Valid values are validated dynamically against the installed Airflow's TriggerRule enum (all_success, all_done, one_success, none_failed, etc.). When the step's blueprint renders a TaskGroup, the rule is applied only to the group's root tasks (those with no internal upstream), preserving the blueprint author's internal wiring.

Jinja2 Support

YAML supports Jinja2 templating with access to environment variables, Airflow variables/connections, and runtime context:

dag_id: "{{ env.get('ENV', 'dev') }}_pipeline"
schedule: "{{ var.value.schedule | default('@daily') }}"

steps:
  extract:
    blueprint: extract
    output_path: "/data/{{ context.ds_nodash }}/output.csv"
    run_id: "{{ context.dag_run.run_id }}"

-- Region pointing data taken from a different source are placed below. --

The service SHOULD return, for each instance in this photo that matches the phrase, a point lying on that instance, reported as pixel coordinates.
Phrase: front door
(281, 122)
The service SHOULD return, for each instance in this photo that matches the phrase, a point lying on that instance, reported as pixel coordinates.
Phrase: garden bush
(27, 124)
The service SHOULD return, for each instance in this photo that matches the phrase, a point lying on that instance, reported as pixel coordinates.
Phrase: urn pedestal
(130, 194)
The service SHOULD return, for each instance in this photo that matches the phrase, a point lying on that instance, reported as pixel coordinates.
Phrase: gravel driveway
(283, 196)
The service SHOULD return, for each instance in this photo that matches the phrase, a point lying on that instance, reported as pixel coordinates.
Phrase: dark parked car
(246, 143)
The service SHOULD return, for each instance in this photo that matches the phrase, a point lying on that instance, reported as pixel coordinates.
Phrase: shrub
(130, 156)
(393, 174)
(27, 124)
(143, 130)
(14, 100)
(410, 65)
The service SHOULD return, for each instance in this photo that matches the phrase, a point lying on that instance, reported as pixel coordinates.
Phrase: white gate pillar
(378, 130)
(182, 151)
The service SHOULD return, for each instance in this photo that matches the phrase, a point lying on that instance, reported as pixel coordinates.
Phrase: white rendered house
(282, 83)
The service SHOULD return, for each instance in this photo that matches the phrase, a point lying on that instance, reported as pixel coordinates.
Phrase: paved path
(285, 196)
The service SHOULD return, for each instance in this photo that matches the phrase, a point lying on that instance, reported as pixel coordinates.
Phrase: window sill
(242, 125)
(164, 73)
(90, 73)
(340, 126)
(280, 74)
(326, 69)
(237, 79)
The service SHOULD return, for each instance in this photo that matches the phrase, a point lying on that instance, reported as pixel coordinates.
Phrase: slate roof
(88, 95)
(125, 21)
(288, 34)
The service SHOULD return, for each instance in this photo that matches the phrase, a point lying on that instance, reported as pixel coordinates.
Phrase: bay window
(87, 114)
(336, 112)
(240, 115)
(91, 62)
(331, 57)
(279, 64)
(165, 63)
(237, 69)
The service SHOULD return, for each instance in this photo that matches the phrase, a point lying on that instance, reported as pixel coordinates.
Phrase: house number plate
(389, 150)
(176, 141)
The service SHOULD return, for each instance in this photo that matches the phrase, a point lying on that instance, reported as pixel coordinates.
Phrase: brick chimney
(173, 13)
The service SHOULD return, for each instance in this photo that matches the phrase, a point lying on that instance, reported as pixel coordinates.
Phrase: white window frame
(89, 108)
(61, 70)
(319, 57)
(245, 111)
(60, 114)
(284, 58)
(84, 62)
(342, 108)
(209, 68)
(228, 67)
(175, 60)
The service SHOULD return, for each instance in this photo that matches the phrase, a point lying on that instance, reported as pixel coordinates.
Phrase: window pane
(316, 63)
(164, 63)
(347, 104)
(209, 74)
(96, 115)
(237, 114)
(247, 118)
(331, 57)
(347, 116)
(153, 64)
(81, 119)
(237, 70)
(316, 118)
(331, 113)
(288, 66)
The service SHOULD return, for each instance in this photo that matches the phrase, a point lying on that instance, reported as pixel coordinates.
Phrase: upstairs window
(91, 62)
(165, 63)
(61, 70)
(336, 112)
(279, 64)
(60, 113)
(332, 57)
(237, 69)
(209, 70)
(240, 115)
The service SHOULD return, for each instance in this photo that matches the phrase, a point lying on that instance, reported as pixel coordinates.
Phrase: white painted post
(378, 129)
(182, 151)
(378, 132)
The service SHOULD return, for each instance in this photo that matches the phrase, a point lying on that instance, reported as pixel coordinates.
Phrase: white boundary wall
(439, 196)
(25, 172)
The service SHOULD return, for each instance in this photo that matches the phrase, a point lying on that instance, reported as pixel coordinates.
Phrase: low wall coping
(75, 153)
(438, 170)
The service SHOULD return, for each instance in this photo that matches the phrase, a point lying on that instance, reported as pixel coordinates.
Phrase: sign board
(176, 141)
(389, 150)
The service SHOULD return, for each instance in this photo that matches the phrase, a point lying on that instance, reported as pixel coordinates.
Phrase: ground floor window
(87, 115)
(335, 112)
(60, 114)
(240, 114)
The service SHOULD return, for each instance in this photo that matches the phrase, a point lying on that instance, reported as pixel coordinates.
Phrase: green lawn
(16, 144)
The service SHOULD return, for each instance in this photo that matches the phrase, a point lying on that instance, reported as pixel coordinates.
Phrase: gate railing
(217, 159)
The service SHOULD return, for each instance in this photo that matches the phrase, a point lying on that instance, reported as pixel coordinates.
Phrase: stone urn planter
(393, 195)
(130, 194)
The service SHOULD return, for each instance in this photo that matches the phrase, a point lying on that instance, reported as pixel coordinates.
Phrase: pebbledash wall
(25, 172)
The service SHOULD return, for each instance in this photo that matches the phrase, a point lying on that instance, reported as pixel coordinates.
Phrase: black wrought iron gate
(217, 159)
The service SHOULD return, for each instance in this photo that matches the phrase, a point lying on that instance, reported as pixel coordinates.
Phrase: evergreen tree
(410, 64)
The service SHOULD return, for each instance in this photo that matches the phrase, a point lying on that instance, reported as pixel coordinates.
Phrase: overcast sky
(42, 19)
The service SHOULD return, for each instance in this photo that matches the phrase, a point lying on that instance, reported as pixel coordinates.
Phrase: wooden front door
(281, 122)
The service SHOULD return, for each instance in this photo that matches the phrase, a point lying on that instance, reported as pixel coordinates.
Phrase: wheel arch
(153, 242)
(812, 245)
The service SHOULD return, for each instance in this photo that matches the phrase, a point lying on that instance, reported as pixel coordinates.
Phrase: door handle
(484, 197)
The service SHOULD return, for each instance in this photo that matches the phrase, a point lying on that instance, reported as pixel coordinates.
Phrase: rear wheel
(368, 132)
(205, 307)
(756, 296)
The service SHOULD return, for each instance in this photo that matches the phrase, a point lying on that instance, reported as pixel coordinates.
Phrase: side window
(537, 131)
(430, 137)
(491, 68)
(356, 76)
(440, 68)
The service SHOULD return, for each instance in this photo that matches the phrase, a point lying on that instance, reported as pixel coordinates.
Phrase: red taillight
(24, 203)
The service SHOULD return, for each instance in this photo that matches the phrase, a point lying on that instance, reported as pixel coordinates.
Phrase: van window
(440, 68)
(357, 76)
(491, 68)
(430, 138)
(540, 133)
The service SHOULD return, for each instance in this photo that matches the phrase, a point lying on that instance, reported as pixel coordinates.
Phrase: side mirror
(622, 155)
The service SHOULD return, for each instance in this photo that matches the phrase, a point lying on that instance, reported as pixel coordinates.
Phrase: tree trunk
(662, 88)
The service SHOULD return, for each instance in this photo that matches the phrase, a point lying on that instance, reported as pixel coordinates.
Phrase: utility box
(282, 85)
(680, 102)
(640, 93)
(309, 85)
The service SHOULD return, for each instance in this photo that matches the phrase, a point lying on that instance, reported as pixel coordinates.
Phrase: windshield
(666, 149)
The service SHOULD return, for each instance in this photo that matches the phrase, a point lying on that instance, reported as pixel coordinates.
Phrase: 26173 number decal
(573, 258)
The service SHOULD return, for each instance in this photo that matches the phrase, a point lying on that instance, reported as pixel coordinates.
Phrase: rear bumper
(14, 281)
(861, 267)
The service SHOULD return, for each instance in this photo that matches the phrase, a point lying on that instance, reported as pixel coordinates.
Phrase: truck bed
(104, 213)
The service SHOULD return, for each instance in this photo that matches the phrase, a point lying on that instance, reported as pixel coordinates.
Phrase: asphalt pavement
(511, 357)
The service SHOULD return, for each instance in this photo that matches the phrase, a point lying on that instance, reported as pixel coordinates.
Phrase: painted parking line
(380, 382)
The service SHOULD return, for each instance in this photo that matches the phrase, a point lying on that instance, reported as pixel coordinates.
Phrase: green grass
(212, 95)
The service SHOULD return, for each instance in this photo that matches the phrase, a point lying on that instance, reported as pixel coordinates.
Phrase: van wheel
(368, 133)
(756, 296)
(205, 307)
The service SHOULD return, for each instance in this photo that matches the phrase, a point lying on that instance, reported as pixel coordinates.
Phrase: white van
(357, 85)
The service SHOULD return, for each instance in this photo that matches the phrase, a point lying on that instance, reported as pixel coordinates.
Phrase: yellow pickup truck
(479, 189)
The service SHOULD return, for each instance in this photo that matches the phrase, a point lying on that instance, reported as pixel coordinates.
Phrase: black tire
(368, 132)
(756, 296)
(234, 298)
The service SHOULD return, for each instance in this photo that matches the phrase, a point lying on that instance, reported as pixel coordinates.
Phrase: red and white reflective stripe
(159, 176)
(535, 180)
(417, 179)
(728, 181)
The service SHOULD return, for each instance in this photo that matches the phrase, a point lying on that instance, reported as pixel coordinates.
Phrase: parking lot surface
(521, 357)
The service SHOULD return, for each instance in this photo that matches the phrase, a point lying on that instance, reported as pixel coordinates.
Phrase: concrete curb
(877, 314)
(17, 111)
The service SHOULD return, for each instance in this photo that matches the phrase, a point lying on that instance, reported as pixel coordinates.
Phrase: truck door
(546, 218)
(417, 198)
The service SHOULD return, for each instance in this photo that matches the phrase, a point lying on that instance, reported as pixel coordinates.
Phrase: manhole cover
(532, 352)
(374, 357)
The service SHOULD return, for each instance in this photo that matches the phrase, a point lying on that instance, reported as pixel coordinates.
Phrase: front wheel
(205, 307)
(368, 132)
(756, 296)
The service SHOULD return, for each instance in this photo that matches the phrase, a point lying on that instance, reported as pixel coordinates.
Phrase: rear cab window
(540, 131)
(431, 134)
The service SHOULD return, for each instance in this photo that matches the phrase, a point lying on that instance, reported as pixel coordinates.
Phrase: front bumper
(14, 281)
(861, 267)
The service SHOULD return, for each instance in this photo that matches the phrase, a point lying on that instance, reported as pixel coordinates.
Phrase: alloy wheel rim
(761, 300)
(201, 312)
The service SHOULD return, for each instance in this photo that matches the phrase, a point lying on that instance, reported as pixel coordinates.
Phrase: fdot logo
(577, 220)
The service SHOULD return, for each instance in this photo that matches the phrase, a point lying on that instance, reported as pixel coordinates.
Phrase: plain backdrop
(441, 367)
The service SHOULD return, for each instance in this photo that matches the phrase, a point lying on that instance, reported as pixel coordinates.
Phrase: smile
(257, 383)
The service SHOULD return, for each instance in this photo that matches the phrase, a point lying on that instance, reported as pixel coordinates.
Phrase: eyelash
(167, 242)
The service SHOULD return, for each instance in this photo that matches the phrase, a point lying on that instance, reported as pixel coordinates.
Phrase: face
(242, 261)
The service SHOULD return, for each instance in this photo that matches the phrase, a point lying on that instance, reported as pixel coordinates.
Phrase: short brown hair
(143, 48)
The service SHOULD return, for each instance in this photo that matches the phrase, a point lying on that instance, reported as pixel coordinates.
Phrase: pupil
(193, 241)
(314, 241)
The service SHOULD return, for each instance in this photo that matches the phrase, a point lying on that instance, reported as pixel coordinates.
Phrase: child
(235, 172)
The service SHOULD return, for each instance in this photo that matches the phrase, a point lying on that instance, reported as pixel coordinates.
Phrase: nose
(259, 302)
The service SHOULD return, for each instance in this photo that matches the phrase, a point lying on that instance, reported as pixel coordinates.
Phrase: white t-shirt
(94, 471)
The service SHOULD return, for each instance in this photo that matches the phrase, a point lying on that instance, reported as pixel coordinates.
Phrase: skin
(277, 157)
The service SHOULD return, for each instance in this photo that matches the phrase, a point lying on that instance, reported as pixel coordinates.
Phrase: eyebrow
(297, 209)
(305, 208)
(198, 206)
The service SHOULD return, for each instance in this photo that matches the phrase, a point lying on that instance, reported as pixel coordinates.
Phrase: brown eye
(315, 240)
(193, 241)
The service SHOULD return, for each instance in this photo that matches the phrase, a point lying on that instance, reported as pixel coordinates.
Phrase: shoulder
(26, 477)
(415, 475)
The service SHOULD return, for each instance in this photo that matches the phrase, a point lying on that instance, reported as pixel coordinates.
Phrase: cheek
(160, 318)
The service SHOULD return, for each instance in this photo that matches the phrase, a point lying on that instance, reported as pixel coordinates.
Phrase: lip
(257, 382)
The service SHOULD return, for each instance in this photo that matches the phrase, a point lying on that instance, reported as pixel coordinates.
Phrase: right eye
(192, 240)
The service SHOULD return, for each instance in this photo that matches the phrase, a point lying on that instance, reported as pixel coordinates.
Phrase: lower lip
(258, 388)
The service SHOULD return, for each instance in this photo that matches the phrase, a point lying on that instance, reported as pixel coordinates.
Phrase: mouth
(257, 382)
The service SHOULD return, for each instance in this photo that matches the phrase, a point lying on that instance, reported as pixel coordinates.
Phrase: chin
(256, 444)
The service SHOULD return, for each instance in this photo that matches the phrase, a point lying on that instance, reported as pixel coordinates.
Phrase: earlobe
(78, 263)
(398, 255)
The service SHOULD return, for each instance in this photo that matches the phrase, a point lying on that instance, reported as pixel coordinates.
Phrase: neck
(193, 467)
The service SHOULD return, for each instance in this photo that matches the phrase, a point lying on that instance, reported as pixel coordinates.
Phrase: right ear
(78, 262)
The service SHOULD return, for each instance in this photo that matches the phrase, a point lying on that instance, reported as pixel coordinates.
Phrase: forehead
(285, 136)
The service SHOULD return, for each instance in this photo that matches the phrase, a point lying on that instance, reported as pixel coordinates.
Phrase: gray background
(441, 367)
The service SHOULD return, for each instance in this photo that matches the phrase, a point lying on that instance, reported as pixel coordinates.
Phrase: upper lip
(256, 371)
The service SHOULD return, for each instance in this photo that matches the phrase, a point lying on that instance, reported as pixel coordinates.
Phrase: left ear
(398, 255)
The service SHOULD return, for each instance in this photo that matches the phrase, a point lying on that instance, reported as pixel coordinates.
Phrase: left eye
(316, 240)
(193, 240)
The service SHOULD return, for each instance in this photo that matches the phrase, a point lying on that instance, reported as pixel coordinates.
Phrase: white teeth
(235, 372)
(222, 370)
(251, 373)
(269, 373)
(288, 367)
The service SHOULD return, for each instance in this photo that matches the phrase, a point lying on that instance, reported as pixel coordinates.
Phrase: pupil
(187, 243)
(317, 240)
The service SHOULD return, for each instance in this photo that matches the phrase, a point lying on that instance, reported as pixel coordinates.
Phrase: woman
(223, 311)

Available template variables:

env — environment variables
var — Airflow Variables
conn — Airflow Connections
context — proxy that generates Airflow template expressions for runtime macros (e.g. context.ds_nodash, context.dag_run.conf, context.task_instance.xcom_pull(...))

Blueprints in Python DAGs

Blueprints aren't tied to the YAML composition flow. Two patterns (both 0.3.0) let you use them from Python — useful for incremental adoption or data-driven DAG generation.

Inside a Hand-Written DAG

To drop a blueprint-rendered step into an existing Python DAG, instantiate the Blueprint class, set its step_id, call render(), and wire it in with >>:

# dags/hybrid_dag.py
from datetime import datetime

from airflow import DAG
from airflow.operators.bash import BashOperator

from dags.etl_blueprints import Extract, ExtractConfig, Load, LoadConfig

with DAG(dag_id="hybrid_python_dag", start_date=datetime(2024, 1, 1), schedule=None, catchup=False) as dag:
    setup = BashOperator(task_id="setup", bash_command="echo 'setup'")

    extract = Extract()
    extract.step_id = "extract"
    extract_group = extract.render(ExtractConfig(source_table="raw.events", batch_size=100))

    load = Load()
    load.step_id = "load"
    load_task = load.render(LoadConfig(target_table="warehouse.events", mode="append"))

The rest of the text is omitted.